Initially, I had a number of problems with which server I was placed on. One was too stretched and my subversion processes were killed before I could even finish checking out my app. Another didn’t handle a combination of subversion and fastcgi properly. And another wasn’t killing off fastcgi processes at the right time, so the app was quickly spiralling out of control. It took quite a while to get all that sorted out, and support responses were often slow, but since I’ve landed on the current server it seems fairly stable.

The one ongoing problem I’ve had is that it can be hard to manually kill processes, and deploying a new version, particularly when switching from development to production, can be a painful process as you wait for the old processes to die and the new ones take their place. That’s not necessarily a huge problem, but does crimp my style when I want to get into an agile, rapid-deployment, continuous integration flow.

Overall, I’d have to say that dreamhost may be good for hobbyist sites, but if you think you’re going to attract significant traffic it’s probably worth paying for a more appropriate environment.

Installing Ruby and Rails on a 1&1 Server

One organization I do a lot of work with hosts their sites on a 1&1 Managed Server. Essentially, only their sites and applications are running on the server, but 1&1 manage all of the sysadmin work, and don’t provide root access. I have a number of misgivings about the configuration of the server, particularly the fact that the user’s root folder is also the document root for their main domain, but 1&1 have been good about keeping PHP up to date, and we don’t have to worry about being woken at 3am to fix stuck processes. Unfortunately, Ruby hasn’t been treated to the same attention as PHP and the system version is still languishing at version 1.8.1, which won’t handle rails for us.

We entered into a round of emails to try and persuade 1&1 to upgrade ruby for us, and maybe even install gem and rails system-wide, but after a number of confusing messages where it wasn’t clear whether their answers actually applied to the plan we were on (“you need a linux server for that”/”we have a linux server”, “you need a dedicated server”/”we have a dedicated server”) we gave in and I realised that if I wanted rails I’d have to install it myself.

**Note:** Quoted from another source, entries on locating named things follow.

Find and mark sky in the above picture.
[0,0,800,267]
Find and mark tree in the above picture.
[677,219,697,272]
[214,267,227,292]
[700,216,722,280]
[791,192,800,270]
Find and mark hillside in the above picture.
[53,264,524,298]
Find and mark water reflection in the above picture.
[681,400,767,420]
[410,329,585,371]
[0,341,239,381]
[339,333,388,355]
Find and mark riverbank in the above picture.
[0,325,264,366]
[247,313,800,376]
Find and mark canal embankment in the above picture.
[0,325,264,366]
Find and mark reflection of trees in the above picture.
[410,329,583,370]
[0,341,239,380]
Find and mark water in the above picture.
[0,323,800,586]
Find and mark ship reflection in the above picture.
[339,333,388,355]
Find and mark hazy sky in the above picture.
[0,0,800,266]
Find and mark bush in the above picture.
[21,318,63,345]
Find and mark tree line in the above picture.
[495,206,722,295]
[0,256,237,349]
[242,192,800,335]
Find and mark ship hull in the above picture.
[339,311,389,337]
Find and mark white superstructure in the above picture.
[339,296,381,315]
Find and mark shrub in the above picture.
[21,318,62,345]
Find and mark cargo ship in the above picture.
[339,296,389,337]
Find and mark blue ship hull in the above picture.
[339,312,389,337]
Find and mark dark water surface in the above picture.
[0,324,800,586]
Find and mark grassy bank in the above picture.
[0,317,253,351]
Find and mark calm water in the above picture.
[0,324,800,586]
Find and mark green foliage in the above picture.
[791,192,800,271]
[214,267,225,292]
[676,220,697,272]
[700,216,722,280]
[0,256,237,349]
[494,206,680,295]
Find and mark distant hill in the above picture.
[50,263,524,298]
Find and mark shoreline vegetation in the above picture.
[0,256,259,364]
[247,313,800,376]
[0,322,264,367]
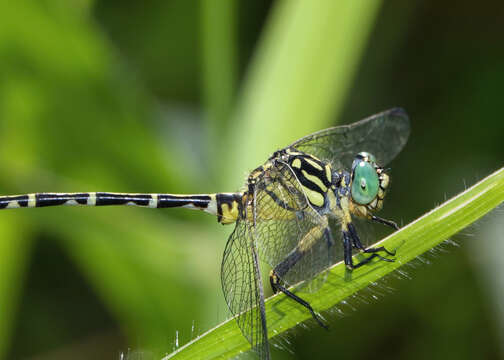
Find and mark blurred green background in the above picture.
[0,0,504,359]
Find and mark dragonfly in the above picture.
[0,108,410,359]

It turned out to be a very straightforward process. Compiling ruby and gems with appropriate prefixes (./configure –prefix=/my/preferred/folder) got them in place, and from there I was able to install the rails gems. It’s important to check that your installation folder is blocked by the web server and to put a relevant .htaccess file in place if not. You don’t want a curious visitor or malicious attacker playing with your binaries. You’ll also want to add your new bin folder to your default path by editing your .bash_profile file to add a line like:

export PATH=~/usr/bin:$PATH

With that done, changing the shebang in dispatch.cgi was enough to get the application up and running using CGI, which was enough for us to start testing applications, but would quickly become too slow once those apps are in production.

FastCGI can be activated through the ‘Server Administration > Advanced Settings’ option in the control panel. I did that, and then tried to install the fcgi gem:

gem install fcgi

It installed successfully, but building the documentation threw a sequence of errors about undefined symbols. Unfortunately when I switched my .htaccess settings so that FastCGI I received an ‘application could not start properly’ error. Being short of time, and having rails frozen into my application directory, I decided to go in and edit
[APP]/vendor/rails/railties/lib/fcgi_handler.rb directly, changing

require 'fcgi'

to include the full path to my newly installed fcgi gem.

That worked, and I now have a working, fastcgi-based rails application running on the server.